Les paroles de Trump ne sont pas une simple rhétorique isolée. Elles s'inscrivent dans une doctrine géopolitique qui, en moins de trois mois, a renversé Nicolás Madurocapturé à Caracas le 3 janvier lors de l'Opération Résolution Absolue— et a lancé des attaques massives contre des installations militaires iraniennes aux côtés d'Israël depuis le 28 février dans ce que l'on appelle l'Opération Epic Fury. Cuba est le troisième sommet de l'axe que Washington identifie comme une menace hémisphérique.

L'instrument légal central de cette pression est l'Ordre Exécutif 14380, signé le 29 janvier, qui a déclaré une urgence nationale en raison des menaces du gouvernement cubain et autorisé des tarifs supplémentaires sur tout pays fournissant du pétrole à l'île.

L'effet sur Cuba a été dévastateur. Le Mexique —qui couvrait 44 % des importations cubaines avec 17 200 barils par jour— a suspendu les envois le 9 janvier. Le Venezuela avait déjà cessé de fournir après la capture de Maduro. La Garde côtière a intercepté au moins sept pétroliers. Le Département du Trésor a interdit en mars le pétrole russe. Le résultat est une crise énergétique sans précédent : des coupures de courant allant jusqu'à 25 heures par jour, des déficits compris entre 1 400 et 2 040 mégawatts, et une prévision de contraction du PIB de 7,2 % en 2026, avec une baisse cumulée de 23 % depuis 2019.

Cependant, la pression a des limites tactiques. Ce lundi même, Trump a confirmé qu'il permettrait la arrivée du pétrolier russe Anatoly Kolodkin au port de Matanzas, le qualifiant de "no problem". Ce geste révèle que la stratégie évite une confrontation directe avec Moscou, dont l'engagement à fournir Cuba demeure intact malgré les sanctions.

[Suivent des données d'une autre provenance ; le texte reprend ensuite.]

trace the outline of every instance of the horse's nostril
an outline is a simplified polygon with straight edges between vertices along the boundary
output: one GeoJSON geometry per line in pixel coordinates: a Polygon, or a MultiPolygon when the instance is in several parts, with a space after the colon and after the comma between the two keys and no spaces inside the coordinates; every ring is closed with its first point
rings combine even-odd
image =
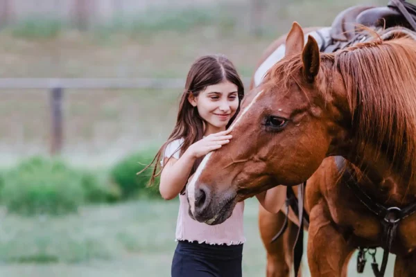
{"type": "Polygon", "coordinates": [[[207,199],[207,194],[205,192],[200,188],[195,193],[195,206],[196,208],[201,208],[204,206],[205,200],[207,199]]]}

Selon Bloomberg, le plan ne vise pas une invasion mais à faire des États-Unis le protecteur économique de l'île — une "acquisition amicale", selon les propres mots de Trump —, avec trois phases conçues avec le secrétaire d'État Marco Rubio : blocage énergétique, investissement occidental et transition électorale. Le 16 mars, Trump avait déclaré à Politico : J'aurai l'honneur de prendre Cuba et je crois que Cuba voit la fin.

Comme contrepoids institutionnel, le vendredi passé, les représentants démocrates Gregory W. Meeks et Pramila Jayapal ont introduit la Loi pour Prévenir une Guerre Inconstitutionnelle à Cuba, qui interdit d'utiliser des fonds fédéraux pour des actions militaires contre Cuba jusqu'au 31 décembre 2026 sans l'autorisation du Congrès. L'initiative compte 14 co-sponsors. Jayapal a accusé Trump de "déclencher des conflits illégaux de changement de régime au Venezuela et en Iran". Étant donné le contrôle républicain dans les deux chambres, les chances d'approbation sont minces.

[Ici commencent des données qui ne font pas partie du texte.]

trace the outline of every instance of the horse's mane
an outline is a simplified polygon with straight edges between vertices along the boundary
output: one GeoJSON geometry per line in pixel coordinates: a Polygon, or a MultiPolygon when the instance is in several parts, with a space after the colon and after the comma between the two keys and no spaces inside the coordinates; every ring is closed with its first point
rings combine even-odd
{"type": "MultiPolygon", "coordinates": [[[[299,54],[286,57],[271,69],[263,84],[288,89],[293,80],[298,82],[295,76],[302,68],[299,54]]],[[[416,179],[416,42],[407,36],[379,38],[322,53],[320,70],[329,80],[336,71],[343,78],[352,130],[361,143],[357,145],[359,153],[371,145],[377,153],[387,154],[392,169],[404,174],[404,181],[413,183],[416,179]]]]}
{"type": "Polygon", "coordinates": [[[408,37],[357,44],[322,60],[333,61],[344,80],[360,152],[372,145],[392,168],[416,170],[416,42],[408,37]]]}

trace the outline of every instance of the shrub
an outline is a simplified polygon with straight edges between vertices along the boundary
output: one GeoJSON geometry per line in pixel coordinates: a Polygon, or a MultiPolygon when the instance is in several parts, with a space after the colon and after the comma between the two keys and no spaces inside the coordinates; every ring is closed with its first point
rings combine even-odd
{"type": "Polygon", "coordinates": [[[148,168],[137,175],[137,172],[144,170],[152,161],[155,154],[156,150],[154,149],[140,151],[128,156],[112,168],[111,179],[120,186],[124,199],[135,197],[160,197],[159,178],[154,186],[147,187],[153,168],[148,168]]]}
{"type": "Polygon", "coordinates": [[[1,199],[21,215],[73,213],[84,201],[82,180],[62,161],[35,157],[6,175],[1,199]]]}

La viabilité du pronostic de Trump fait face à des obstacles historiques. Pendant la Période Spéciale des années quatre-vingt-dix, Cuba a perdu 90 % de ses importations de pétrole et son PIB a chuté de 35 %, mais le régime a survécu sans changement politique, s'adaptant avec une austérité extrême et trouvant de nouveaux alliés. La différence aujourd'hui est que le Venezuela ne peut plus être le bouée de sauvetage et la Russie fait face à ses propres limitations en raison des attaques ukrainiennes sur les ports pétroliers et des sanctions occidentales.

Le sénateur Ted Cruz a prédit en mars qu'il y a une plus grande probabilité dans nos vies de nouveaux gouvernements à Cuba, au Venezuela et en Iran dans les six prochains mois. L’histoire, cependant, suggère que les régimes sous une pression extrême peuvent survivre des décennies s'ils maintiennent une cohésion interne et un allié externe prêt à absorber les coûts.